Our long-term view has led us to offer technical training, process optimization sessions, and even lab support for customers pushing applications beyond the traditional. The best reward comes in seeing creative applications—medical tapes with longer skin contact times, automotive tapes that withstand Siberian winters, or sports shoe manufacturers blending HHD-1200 for lighter, more durable lasts.
Maintaining consistency across batches means carrying lessons from every deviation. A spike in color metrics or drop in viscosity receives a root-cause check. Feedback loops grow tighter each year: plant teams, sales engineers, and end-users share discoveries from line trials and finished goods audits.

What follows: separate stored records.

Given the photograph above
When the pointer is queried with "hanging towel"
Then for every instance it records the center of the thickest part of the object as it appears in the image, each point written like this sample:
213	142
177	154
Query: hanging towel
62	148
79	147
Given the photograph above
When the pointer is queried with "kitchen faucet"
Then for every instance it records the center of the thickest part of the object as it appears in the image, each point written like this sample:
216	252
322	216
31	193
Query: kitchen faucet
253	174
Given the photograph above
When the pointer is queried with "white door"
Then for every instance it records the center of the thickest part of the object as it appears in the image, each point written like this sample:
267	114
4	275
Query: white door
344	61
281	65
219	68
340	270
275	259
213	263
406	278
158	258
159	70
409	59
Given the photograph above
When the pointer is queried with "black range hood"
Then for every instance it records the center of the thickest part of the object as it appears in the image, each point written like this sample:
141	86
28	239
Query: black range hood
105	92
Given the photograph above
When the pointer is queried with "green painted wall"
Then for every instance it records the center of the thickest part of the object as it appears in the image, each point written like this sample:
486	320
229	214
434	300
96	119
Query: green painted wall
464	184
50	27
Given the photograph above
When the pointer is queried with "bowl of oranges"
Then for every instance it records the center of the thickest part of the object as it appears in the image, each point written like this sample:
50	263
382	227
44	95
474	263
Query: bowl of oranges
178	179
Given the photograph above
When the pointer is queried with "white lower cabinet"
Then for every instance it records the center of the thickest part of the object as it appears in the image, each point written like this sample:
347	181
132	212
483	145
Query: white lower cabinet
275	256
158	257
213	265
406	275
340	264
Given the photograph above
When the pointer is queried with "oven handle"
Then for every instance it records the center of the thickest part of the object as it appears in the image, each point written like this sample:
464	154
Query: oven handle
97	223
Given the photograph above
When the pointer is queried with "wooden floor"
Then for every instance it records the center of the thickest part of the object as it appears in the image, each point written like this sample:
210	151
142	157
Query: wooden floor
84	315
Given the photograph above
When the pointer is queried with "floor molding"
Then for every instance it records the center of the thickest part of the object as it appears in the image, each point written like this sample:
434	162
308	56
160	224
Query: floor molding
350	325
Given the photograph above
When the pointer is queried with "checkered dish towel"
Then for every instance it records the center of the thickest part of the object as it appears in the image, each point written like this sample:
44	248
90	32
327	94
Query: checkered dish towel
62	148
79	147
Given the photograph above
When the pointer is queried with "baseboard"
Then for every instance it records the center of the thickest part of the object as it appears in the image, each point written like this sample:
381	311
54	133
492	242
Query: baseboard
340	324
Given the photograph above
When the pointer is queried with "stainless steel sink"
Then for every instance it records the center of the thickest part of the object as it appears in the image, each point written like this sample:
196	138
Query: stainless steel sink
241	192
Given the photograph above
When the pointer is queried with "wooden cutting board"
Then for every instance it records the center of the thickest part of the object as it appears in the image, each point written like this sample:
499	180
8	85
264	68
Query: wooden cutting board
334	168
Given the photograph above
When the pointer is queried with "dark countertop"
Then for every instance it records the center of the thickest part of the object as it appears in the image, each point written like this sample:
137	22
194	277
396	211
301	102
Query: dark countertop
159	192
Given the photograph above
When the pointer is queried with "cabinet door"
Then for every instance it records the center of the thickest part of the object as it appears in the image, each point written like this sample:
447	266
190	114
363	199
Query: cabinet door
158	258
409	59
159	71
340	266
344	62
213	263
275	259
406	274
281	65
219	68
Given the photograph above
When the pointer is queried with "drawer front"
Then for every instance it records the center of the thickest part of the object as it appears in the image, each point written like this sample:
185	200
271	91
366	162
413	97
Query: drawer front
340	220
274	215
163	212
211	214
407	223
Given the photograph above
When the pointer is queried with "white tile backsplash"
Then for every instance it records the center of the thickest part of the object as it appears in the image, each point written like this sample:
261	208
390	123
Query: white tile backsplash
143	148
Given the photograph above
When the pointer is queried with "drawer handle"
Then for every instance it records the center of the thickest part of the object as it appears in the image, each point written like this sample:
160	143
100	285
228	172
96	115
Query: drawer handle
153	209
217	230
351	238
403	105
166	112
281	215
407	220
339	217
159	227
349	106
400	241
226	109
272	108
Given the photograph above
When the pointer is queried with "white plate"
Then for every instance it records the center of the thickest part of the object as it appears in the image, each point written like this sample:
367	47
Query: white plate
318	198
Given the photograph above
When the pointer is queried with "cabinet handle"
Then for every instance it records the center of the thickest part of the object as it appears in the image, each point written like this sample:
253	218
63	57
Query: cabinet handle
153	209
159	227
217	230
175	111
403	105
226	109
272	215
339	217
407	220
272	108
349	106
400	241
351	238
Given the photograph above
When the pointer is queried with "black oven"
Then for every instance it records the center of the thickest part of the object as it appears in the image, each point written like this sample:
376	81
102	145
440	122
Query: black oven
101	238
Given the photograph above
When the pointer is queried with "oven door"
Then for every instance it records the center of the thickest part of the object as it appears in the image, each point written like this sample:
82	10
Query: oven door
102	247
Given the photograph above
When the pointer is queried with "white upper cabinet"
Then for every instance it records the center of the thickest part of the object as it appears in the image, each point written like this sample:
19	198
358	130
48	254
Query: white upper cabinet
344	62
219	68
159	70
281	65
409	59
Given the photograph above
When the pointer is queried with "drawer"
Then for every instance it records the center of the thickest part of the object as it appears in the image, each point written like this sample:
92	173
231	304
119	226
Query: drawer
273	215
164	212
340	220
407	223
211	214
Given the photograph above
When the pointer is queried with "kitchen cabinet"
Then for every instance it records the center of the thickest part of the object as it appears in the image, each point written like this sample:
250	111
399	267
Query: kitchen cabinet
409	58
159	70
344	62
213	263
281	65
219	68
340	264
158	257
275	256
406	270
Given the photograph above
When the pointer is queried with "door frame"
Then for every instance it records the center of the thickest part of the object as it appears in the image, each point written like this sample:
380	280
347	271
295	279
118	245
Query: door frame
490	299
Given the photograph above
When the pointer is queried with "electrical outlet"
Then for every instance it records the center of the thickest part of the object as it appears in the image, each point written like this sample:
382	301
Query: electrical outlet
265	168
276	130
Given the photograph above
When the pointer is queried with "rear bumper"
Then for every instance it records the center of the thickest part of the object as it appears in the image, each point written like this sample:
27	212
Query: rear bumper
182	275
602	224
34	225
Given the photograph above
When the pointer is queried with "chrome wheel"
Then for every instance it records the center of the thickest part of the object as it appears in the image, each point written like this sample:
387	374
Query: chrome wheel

This cycle builds trust and catch issues before they can snowball into returns or compliance problems.
We encourage partners to run “stress tests” under the harshest production settings. Out of those tests, we discovered how fine-tuning raw DCPD handling and hydrogenation conditions trims even the last bit of odor and color variance. Operators advise us about subtle shifts—slight residue build-ups or mixing inconsistencies. We close those gaps with revamped process parameters or new inline controls.
The landscape will continue to shift. New safety standards, recycled content mandates, and consumer demand for clarity and low odor all place greater strain on basic formulation chemistry. Through countless production runs, regular customer audits, and research collaborations, we keep HHD-1200 evolving. The chemistry has to keep pace.
Learning never stops; every drum of resin shipped pushes our understanding a bit deeper. Shipping to more than forty countries, we watch regulatory frameworks emerge and evolve at dizzying speed. Each market reports different pain points. Rather than chasing every trend, we focus on robust chemistry, transparent reporting, and the kind of field support that keeps our partners confident in the next job—whether that is a toothpaste box, a medical patch backing, or the filament on the newest touchscreen device.
HHD-1200 does not just fill a role on the plant floor—it reflects decades of feedback, adaptation, and a refusal to settle for good enough. Every resin shipment represents not only material, but also the assurance that what we make holds up in the world’s toughest end-use settings. This level of reliability starts in the plant but earns its stripes out in customers’ production lines—where schedules, safety, and results decide who manufacturers trust with the future.